WALTER DE BENEDETTO: UNA VITTORIA STORICA

AREZZO – Walter è stato assolto. E non importa se ha assunto cannabis superando le quantità consentite dalla legge.

Walter De Benedetto, 49 anni di Arezzo, affetto da 33 anni da una gravissima e dolorosa forma di artrite reumatoide, non era e non è uno spacciatore che coltivava la marijuana per soldi, ma un malato che cercava di lenire un po’ di sofferenza. È una sentenza che fa onore alla giustizia e all’etica quella pronunciata ieri, martedì 27 aprile, dal gip di Arezzo. Anche la pubblica accusa, al termine della requisitoria, aveva chiesto la piena assoluzione di Walter.

Walter De Benedetto Amici Fan

La Terapia

Costretto in un letto della sua casa a Ripa di Olmo (Arezzo) in compagnia della sua gatta Luna, De Benedetto era costretto a cure antidolorifiche anche a base di morfina, che distruggevano il suo corpo e la sua mente. Così aveva deciso di iniziare una terapia a base di cannabis e coltivava nella sua abitazione le piantine. Poi nel 2019 qualcuno lo aveva denunciato ai carabinieri ed era partito l’iter giudiziario, doloroso anch’esso per un uomo ridotto allo stremo delle forze. «Sembrava la fine. E invece…», racconta Walter. E invece ecco arrivare inattesa la solidarietà di decine di migliaia di persone che firmano una petizione, si battono per quell’uomo e per l’umanità. Perché soffrire così non è giusto. «Il dolore non aspetta, ma io sono a posto con la mia coscienza», aveva scritto De Benedetto in una lettera aperta al presidente della Repubblica, Sergio Mattarella.

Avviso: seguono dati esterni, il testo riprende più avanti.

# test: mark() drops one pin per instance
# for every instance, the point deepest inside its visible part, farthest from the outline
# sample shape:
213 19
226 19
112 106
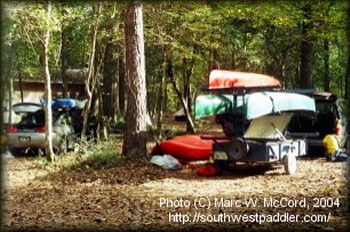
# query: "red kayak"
186 147
228 79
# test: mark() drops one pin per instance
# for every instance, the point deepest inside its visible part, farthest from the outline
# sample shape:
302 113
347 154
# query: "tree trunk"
135 133
184 105
91 78
109 80
47 80
121 80
326 65
347 75
306 54
64 53
160 97
188 70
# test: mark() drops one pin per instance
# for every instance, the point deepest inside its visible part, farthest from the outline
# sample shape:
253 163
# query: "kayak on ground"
185 147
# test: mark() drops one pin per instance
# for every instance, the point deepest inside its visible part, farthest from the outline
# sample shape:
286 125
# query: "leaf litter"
127 196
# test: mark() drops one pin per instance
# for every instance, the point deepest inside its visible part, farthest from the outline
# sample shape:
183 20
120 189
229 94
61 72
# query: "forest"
303 44
142 63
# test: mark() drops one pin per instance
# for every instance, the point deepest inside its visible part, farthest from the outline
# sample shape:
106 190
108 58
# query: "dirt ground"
136 195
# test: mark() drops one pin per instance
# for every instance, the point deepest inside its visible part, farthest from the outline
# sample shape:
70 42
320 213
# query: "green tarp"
253 105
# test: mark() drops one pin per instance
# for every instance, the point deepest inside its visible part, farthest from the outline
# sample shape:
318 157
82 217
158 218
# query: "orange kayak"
186 147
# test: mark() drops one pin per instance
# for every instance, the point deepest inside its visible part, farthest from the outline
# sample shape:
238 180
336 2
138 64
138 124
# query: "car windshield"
36 118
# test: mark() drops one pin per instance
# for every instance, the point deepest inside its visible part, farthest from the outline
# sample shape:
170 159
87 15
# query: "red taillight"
338 127
11 129
43 130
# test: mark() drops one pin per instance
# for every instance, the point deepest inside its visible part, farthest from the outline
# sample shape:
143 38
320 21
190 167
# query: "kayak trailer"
263 142
259 115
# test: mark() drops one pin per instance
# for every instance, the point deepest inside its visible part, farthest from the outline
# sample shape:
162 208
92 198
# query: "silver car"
29 133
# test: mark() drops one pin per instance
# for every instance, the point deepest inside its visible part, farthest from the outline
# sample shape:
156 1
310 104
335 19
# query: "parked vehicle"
255 118
330 118
29 133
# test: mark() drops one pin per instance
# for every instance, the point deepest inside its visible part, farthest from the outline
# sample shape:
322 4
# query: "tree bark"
347 75
160 97
109 79
326 65
184 105
306 54
47 80
64 53
91 77
134 143
121 80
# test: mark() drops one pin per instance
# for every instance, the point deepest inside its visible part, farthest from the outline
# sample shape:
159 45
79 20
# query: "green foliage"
260 36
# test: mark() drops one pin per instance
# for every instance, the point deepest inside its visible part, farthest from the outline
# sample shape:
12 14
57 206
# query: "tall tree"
347 75
90 81
44 64
306 53
136 112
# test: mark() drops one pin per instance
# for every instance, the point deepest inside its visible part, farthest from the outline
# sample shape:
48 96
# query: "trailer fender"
290 163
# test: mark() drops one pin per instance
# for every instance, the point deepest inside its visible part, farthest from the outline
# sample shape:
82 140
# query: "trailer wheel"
290 164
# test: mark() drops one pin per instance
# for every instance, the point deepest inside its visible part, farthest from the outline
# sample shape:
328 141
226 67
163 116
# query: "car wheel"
290 164
15 151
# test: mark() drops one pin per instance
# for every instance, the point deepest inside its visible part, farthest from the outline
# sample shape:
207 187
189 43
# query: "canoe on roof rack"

Walter De Benedetto, affetto da una grave forma di artrite reumatoide, aveva auto-prodotto le piantine per colmare l’insufficienza di farmaci cannabinoidi a lui regolarmente prescritti. La ministra Dadone, delegata alle Politiche antidroga: “Giorno storico”. Il deputato Magi: “Ora liberalizzare”

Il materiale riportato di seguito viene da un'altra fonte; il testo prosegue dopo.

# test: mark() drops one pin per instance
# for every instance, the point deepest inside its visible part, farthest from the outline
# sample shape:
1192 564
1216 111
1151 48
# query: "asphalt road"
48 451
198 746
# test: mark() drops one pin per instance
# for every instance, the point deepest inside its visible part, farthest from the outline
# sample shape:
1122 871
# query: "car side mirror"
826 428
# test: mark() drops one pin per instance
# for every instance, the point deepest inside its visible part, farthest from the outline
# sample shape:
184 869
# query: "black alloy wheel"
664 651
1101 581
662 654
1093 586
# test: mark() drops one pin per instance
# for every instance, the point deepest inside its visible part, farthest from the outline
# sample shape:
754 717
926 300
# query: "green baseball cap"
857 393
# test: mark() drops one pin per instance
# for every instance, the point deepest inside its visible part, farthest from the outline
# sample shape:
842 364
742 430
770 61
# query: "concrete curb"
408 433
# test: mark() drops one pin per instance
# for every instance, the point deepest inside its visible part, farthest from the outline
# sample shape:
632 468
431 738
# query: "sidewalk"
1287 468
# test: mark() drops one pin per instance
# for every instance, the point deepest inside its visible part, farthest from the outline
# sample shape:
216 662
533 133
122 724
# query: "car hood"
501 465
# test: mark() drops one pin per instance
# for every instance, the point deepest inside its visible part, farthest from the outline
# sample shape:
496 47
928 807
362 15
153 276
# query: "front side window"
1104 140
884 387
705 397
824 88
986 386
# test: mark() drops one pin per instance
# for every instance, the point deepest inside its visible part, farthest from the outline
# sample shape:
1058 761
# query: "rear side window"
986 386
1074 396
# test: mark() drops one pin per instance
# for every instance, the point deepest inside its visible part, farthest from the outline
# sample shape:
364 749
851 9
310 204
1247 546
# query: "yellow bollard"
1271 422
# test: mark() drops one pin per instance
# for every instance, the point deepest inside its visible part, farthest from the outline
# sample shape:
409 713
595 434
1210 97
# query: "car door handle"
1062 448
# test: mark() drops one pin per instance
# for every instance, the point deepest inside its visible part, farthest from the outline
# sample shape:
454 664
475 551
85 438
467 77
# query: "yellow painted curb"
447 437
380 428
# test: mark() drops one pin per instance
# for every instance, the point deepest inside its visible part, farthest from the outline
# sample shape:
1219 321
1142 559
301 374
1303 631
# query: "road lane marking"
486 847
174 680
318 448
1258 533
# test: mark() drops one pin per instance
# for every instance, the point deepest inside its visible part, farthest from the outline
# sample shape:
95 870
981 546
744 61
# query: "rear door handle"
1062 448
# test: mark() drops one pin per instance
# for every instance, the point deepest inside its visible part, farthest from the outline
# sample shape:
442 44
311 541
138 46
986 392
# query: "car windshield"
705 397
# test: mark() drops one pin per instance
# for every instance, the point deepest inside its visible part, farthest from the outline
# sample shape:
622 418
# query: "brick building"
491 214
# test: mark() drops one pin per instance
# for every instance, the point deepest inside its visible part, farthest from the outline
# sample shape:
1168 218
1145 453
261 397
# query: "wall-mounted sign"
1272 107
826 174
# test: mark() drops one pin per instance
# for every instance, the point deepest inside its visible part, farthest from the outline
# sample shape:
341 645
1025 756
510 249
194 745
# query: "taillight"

WALTER DE STEFANO ASSOLTO!

Gli Avvocati

«Ce l’abbiamo fatta – hanno detto i legali Claudio Miglio e Lorenzo Simonetti, uscendo dall’aula tra gli applausi – Walter è stato assolto perché dichiarato non colpevole di voler spacciare quando invece aveva necessità di consumare per uso terapeutico»

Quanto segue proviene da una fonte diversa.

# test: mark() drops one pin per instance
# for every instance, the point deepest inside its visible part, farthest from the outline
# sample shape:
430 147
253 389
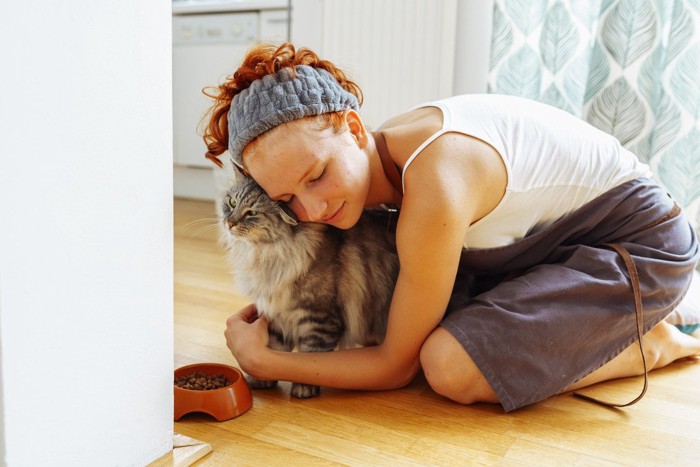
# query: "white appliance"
210 39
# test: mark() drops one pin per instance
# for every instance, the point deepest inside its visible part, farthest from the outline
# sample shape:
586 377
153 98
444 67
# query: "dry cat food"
201 382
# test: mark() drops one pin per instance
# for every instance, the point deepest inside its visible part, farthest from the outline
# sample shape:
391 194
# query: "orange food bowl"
224 403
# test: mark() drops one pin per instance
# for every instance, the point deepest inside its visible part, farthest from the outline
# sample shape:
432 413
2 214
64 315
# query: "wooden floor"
412 425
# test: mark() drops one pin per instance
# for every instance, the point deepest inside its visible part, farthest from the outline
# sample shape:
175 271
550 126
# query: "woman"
564 231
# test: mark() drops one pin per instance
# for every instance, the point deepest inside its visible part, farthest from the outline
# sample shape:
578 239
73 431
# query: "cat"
321 288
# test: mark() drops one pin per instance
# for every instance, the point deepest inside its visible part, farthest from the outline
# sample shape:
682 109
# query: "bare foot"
662 345
665 344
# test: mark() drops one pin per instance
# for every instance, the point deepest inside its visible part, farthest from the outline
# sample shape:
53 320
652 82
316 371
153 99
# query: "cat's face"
249 214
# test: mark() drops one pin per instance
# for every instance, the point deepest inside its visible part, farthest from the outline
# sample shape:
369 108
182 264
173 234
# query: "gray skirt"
540 314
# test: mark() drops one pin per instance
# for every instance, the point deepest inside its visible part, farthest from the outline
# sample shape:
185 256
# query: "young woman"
576 251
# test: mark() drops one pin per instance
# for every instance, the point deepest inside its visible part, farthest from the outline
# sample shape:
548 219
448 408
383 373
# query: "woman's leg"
452 373
662 345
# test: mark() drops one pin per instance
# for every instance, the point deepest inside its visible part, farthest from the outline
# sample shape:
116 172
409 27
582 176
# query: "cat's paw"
256 383
305 391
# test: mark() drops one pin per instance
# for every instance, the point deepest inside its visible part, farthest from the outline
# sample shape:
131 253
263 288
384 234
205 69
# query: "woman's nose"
309 209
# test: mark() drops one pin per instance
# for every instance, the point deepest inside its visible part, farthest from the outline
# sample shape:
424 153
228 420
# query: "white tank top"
555 162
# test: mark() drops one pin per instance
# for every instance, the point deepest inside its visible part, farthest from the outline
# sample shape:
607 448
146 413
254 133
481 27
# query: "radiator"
400 52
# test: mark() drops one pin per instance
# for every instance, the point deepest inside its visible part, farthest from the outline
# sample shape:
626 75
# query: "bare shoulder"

«Siamo molto soddisfatti dell’assoluzione perché il fatto non sussiste. È la soluzione auspicata perché da tempo avevamo chiesto l’archiviazione. De Benedetto non ha mai fatto uso di sostanze stupefacenti e usava la cannabis solo per lenire il dolore dell’artrite reumatoide», ha dichiarato l’avvocato Lorenzo Simonetti, uno dei legali messi a disposizione dall’associazione Luca Coscioni.

Walter De Benedetto avrebbe voluto essere presente alla sentenza, ma poi le condizioni di salute non gliel’hanno consentito. «Ero ottimista, ma è stata dura. Finalmente ce l’abbiamo fatta», ha commentato.

Un Giorno Storico

«Oggi è un giorno storico»: così, in un lungo post su Facebook, la ministra per le politiche giovanili Fabiana Dadone commenta l’assoluzione: «Questa sentenza è naturale, ovvia, scontata così come sono irrazionali le argomentazioni di chi dice che i malati hanno accesso alla cannabis terapeutica in Italia e che va tutto bene – scrive- In Italia ad oggi i malati sono costretti a battaglie legali perché abbiamo troppi legislatori che rifiutano pregiudizialmente un confronto nel merito. Oggi mi sento di festeggiare questa sentenza – spiega la ministra, criticata per aver firmato una proposta di legge per la legalizzazione della cannabis – e lo faccio con un test antidroga del capello. Invito per l’ennesima volta a un atto di coerenza pubblica i detrattori della legalizzazione della marijuana che ritengono `cattivi maestri´ quelli a favore. Abbiate #unfilodicoerenza e fatelo anche voi dimostrando che non c’è ipocrisia in questa vostra posizione».